# taz.de -- Frauen in Kirkuk: Emanzipation im Café
       
       > Die Bilder kämpfender Kurdinnen in Kobani gingen um die Welt. Im
       > irakischen Kirkuk ist dagegen schon das Kellnern ein Akt weiblichen
       > Aufbegehrens.
       
 (IMG) Bild: Kein Alkohol, aber Frauen. „Wir sind ein anständiges Lokal“, sagt der Besitzer des Bal al-Har über sein Café in Kirkuk.
       
       KIRKUK taz | Etwas stimmt nicht mit dem Bab al-Har. Es ist nicht die wild
       gemusterte Tapete des Cafés, es sind nicht die Köpfe von Löwen, Tigern,
       Adlern aus falschem Gold, die zwischen den Sofas stehen. Es ist nicht der
       frisch gepresste Orangensaft, der fast lilafarben ist. Es sind die Mädchen.
       Plötzlich wird einem klar, dass tatsächlich etwas nicht stimmte in diesen
       Tagen in Kirkuk. Auf der Straße, in den Geschäften. Die Frauen. Es gab
       keine.
       
       Passanten, Ladenbesitzer, der Zimmerservice – in Kirkuk sind es nur Männer.
       Auch hier im Bab al-Har, dem angesagtesten Café der nordirakischen Stadt,
       sind ausschließlich Männer versammelt.

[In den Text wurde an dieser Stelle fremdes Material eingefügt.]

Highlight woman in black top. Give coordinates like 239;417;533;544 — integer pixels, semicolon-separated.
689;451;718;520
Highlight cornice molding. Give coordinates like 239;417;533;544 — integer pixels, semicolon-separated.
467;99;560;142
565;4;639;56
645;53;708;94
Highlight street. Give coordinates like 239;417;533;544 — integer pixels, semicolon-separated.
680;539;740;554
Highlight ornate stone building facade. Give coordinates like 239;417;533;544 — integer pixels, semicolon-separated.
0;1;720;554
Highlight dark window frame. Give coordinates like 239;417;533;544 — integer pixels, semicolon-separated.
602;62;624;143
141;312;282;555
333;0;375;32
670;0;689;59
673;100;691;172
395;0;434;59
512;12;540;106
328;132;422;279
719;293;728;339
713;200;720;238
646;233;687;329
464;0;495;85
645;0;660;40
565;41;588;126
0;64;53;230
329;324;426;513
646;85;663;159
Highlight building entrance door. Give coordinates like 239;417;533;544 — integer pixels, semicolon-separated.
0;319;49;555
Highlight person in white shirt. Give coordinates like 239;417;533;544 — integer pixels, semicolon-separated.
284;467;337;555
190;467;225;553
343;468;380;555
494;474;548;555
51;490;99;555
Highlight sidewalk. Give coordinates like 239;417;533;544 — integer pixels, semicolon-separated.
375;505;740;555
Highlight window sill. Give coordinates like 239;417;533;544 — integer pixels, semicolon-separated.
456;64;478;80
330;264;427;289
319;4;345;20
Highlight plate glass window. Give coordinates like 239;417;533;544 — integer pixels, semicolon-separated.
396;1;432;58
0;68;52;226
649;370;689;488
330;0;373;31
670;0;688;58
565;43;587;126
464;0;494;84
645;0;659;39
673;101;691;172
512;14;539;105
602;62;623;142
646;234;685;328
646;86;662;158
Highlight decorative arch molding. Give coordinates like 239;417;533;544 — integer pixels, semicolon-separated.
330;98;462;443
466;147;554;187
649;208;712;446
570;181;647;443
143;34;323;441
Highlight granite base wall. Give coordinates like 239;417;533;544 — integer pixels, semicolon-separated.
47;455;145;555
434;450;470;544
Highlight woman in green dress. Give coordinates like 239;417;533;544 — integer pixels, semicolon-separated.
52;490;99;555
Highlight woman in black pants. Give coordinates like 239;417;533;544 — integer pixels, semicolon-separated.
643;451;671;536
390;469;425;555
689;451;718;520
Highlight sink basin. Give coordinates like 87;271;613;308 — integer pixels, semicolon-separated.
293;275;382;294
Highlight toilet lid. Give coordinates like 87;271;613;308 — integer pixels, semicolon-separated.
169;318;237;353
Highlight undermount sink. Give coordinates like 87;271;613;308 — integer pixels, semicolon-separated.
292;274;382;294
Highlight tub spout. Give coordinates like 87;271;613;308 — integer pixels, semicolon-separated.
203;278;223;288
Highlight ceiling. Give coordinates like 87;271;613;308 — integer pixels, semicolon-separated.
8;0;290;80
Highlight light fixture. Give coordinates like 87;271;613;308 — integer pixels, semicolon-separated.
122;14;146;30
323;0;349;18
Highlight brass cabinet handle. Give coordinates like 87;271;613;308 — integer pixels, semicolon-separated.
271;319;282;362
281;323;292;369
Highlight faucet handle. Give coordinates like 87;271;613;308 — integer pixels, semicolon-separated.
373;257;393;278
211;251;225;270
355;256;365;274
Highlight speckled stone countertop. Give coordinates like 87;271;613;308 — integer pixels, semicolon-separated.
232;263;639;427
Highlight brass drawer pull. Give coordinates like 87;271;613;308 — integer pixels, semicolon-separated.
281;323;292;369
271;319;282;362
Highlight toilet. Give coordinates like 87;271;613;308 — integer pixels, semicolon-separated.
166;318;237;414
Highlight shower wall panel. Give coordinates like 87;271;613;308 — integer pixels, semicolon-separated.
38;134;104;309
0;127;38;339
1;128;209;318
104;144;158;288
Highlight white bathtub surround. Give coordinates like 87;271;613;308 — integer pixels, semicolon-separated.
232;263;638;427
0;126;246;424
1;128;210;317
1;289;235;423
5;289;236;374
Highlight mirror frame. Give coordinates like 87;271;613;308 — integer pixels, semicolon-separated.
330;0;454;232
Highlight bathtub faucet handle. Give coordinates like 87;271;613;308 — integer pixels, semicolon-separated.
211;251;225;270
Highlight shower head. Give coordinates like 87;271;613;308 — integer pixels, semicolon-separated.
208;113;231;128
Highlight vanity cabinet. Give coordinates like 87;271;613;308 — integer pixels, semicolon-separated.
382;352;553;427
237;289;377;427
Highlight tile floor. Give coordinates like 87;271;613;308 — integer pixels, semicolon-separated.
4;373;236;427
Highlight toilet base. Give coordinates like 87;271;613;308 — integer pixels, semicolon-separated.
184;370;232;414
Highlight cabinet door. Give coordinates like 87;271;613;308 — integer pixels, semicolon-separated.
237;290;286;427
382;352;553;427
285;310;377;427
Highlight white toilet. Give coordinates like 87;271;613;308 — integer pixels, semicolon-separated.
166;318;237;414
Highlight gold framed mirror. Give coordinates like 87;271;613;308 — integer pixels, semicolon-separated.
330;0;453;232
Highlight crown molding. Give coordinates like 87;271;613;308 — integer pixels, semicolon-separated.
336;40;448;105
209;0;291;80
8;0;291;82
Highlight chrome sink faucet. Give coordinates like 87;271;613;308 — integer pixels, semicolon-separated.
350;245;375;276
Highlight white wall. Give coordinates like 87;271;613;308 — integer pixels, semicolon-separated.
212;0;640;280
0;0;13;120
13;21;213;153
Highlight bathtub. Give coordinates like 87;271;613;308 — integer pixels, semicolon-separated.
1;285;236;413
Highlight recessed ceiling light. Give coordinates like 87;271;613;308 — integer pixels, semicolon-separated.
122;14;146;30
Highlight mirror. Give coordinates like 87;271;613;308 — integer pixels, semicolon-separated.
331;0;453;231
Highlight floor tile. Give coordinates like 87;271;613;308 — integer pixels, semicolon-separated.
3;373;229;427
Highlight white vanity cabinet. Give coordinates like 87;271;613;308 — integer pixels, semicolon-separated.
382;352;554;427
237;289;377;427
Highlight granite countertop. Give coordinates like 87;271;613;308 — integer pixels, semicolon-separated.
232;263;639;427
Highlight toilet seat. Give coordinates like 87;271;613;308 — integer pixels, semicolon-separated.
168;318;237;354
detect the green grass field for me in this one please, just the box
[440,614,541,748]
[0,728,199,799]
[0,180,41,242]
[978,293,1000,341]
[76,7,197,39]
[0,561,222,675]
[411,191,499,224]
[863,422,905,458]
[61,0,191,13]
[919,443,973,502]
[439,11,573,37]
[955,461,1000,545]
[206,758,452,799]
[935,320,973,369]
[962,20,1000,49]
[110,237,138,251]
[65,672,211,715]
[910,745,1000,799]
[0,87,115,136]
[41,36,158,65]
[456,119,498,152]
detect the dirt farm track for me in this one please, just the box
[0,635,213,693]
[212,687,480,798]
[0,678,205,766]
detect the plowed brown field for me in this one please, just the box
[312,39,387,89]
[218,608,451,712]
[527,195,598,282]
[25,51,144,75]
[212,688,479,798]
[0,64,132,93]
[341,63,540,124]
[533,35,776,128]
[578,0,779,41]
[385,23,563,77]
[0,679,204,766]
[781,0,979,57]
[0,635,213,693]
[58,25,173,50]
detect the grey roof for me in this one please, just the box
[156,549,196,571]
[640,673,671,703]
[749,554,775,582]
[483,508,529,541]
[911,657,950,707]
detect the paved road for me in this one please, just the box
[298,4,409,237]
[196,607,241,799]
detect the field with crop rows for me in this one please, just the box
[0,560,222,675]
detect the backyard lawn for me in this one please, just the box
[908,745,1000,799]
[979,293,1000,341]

Bis auf die Kellnerinnen, die
       unermüdlich auf ihren hohen Absätzen zwischen den Tischen hin und her
       flitzen, in kurzem Rock und mit etwas Dekolleté. Rank und schlank sind sie
       nicht. „Es sind Frauen, darauf kommt es an“, sagt ein 28-jähriger
       Ingenieur, während er sich, um seine Rechnung zu begleichen, auf die
       Banknoten in seiner Brieftasche statt auf einen Hintern zu konzentrieren
       versucht.
       
       „Unsere Gesellschaft ist extrem konservativ. Es herrscht die Vorstellung,
       dass Frauen zu Hause bleiben. Sie sind Ehefrauen und Mütter, nichts
       anderes, schon weil in der Familie meist ein Einkommen ausreicht. In der
       Schule gibt es Geschlechtertrennung, Mädchen gehen nicht allein auf die
       Straße, am besten überhaupt nicht aus. Sex vor der Ehe ist verboten.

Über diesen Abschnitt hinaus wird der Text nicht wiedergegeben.